October 27, 1994|TALLY GOLDSTEIN

PASADENA: Washington Middle School now has the only soccer field in the Pasadena Unified School District, thanks to corporate and civic donations. The city of Pasadena, World Cup USA and Times Mirror Corp. contributed a total of $100,000 to the school district to build the outdoor facility, which was formally dedicated last week. The facility can be used by students and community members and is open during the weekend.

REGION: A $155,000 grant from the Los Angeles-based W.M. Keck Foundation will help the Claremont Colleges, Cal Poly Pomona, Caltech and Occidental College upgrade their computer programs with Ariel software. The software enables libraries to send written materials and photographs through the Internet with better speed and clarity, reducing the need for inter-library loans and facsimiles.
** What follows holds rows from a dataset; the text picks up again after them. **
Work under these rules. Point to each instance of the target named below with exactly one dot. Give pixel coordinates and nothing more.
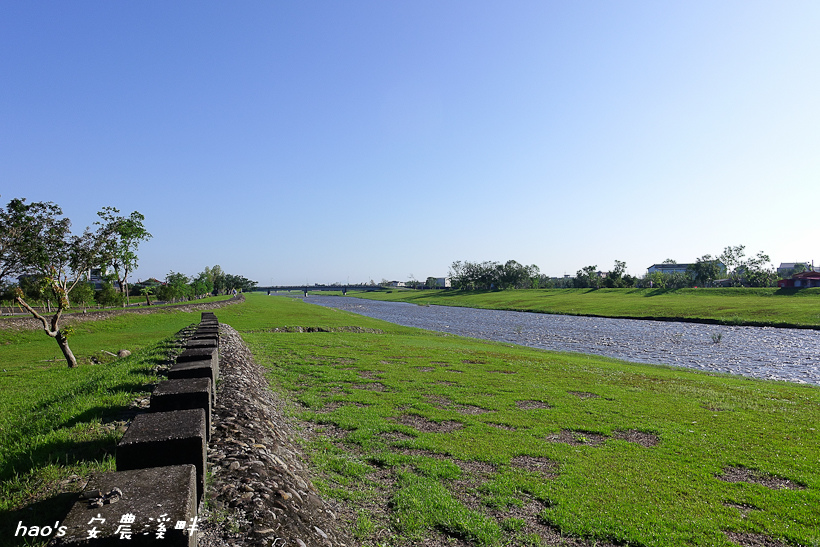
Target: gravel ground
(259, 491)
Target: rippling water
(762, 352)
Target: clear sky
(322, 142)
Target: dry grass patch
(545, 466)
(577, 438)
(424, 425)
(584, 394)
(753, 476)
(531, 405)
(754, 540)
(642, 438)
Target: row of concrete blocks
(153, 496)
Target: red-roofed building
(801, 281)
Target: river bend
(761, 352)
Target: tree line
(730, 268)
(53, 264)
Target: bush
(108, 296)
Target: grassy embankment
(735, 306)
(55, 422)
(431, 434)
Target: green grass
(736, 306)
(371, 388)
(384, 394)
(53, 419)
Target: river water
(762, 352)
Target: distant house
(786, 268)
(668, 268)
(443, 282)
(800, 281)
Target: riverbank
(758, 352)
(766, 307)
(434, 439)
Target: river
(761, 352)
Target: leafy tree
(20, 221)
(82, 293)
(587, 277)
(108, 295)
(705, 270)
(40, 243)
(176, 287)
(120, 250)
(615, 277)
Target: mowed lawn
(425, 436)
(429, 434)
(57, 424)
(764, 306)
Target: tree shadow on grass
(58, 453)
(41, 514)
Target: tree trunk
(62, 341)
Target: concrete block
(166, 438)
(202, 343)
(156, 498)
(185, 394)
(195, 369)
(214, 337)
(201, 354)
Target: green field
(735, 306)
(424, 435)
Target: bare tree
(43, 246)
(120, 249)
SAN GABRIEL: San Gabriel Mission High School administrators raised $156,732 in grants and through fund raising to begin the first comprehensive renovations of the school's science laboratories in its 45-year history. The chemistry laboratories were the first to undergo construction with remodeled stations and state-of-the-art computer and projection systems. Air conditioning and new lighting fixtures were also added to create a more comfortable learning environment. School officials are eager to extend reconstruction to the school's physical science, biology and physics laboratories, which they expect to cost about $400,000.
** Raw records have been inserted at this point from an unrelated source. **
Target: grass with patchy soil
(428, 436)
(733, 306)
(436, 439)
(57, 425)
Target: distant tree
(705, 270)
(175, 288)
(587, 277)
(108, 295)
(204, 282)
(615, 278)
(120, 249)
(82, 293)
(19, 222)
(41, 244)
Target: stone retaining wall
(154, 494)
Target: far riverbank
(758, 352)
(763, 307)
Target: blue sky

POMONA: Students from Pomona's Marshall Middle School and Ganesha High School have teamed up, under the direction of Marshall science teacher John Rubio, to build a small airplane propelled by a hamster running on a treadmill. Since last summer, the 36 students have studied subjects ranging from animal physiology to aerophysics, to build a plane that will have a 10-foot wingspan and a healthy hamster at, or more appropriately in, the wheel. The plane, which will fly a few feet off the ground at about 4 m.p.h., will be steered by remote control. The project is supervised by the Society for the Prevention of Cruelty to Animals to ensure the hamster's safety.